Spark cluster full of heartbeat timeouts, executors exiting on their own

If you are using pyspark, changing spark context's configuration will solve this problem. You can set it as following (Note all mentioned time are in ms) and heartbeatInterval (default 10000) should be lesser than the timeout (default 120000)

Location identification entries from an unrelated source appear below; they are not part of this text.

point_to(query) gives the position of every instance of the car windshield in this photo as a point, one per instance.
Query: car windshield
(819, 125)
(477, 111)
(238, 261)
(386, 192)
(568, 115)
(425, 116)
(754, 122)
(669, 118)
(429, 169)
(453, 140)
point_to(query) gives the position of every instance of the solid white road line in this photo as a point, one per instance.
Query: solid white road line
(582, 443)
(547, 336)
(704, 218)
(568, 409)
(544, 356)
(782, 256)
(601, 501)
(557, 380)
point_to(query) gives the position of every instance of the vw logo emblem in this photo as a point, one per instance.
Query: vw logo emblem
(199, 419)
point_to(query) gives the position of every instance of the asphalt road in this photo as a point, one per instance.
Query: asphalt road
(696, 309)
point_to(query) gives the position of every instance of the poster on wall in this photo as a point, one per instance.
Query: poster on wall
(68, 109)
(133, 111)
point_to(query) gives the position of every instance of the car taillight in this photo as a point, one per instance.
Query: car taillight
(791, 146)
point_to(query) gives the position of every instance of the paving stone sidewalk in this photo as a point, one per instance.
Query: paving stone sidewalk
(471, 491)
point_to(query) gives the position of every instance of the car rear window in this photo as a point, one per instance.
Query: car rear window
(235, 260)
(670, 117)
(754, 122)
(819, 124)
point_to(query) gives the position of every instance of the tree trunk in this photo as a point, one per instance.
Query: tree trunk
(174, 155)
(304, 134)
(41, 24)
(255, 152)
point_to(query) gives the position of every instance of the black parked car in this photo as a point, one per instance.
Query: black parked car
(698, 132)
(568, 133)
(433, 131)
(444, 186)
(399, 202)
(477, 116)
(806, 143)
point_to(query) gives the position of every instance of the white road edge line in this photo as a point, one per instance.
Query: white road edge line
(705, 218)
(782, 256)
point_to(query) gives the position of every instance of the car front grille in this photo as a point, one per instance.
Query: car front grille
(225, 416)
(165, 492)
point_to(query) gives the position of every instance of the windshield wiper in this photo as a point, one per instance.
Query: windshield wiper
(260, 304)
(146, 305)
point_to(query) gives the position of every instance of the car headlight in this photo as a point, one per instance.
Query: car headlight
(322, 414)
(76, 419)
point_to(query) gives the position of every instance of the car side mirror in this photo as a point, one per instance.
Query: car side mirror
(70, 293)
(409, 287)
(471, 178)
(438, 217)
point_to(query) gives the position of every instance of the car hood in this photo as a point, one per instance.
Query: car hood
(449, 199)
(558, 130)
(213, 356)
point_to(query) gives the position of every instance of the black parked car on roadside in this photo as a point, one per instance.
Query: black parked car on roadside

conf = SparkConf().setAppName("applicaiton") \
.set("spark.executor.heartbeatInterval", "200000") \ 
.set("spark.network.timeout", "300000")
sc = SparkContext.getOrCreate(conf)
sqlcontext = SQLContext(sc)

Hope this solves your problem. If you face any further errors, vist the documentation here


The answer was rather simple. In my spark-defaults.conf I set the spark.network.timeout to a higher value. Heartbeat interval was somewhat irrelevant to the problem (though tuning is handy).

When using spark-submit I was also able to set the timeout as follows:

$SPARK_HOME/bin/spark-submit --conf spark.network.timeout 10000000 --class myclass.neuralnet.TrainNetSpark --master spark://master.cluster:7077 --driver-memory 30G --executor-memory 14G --num-executors 7 --executor-cores 8 --conf spark.driver.maxResultSize=4g --conf spark.executor.heartbeatInterval=10000000 path/to/my.jar

Missing heartbeats and executors being killed by YARN is nearly always due to OOMs. You should inspect the logs on the individual executors (look for the text "running beyond physical memory"). If you have many executors and find it cumbersome to inspect all of the logs manually, I recommend monitoring your job in the Spark UI while it runs. As soon as a task fails, it will report the cause in the UI, so it's easy to see. Note that some tasks will report failure due to missing executors that have already been killed, so make sure you look at causes for each of the individual failing tasks.

Note also that most OOM problems can be solved quickly by simply repartitioning your data at appropriate places in your code (again look at the Spark UI for hints as to where there might be a need for a call to repartition). Otherwise, you might want to scale up your machines to accommodate the need for memory.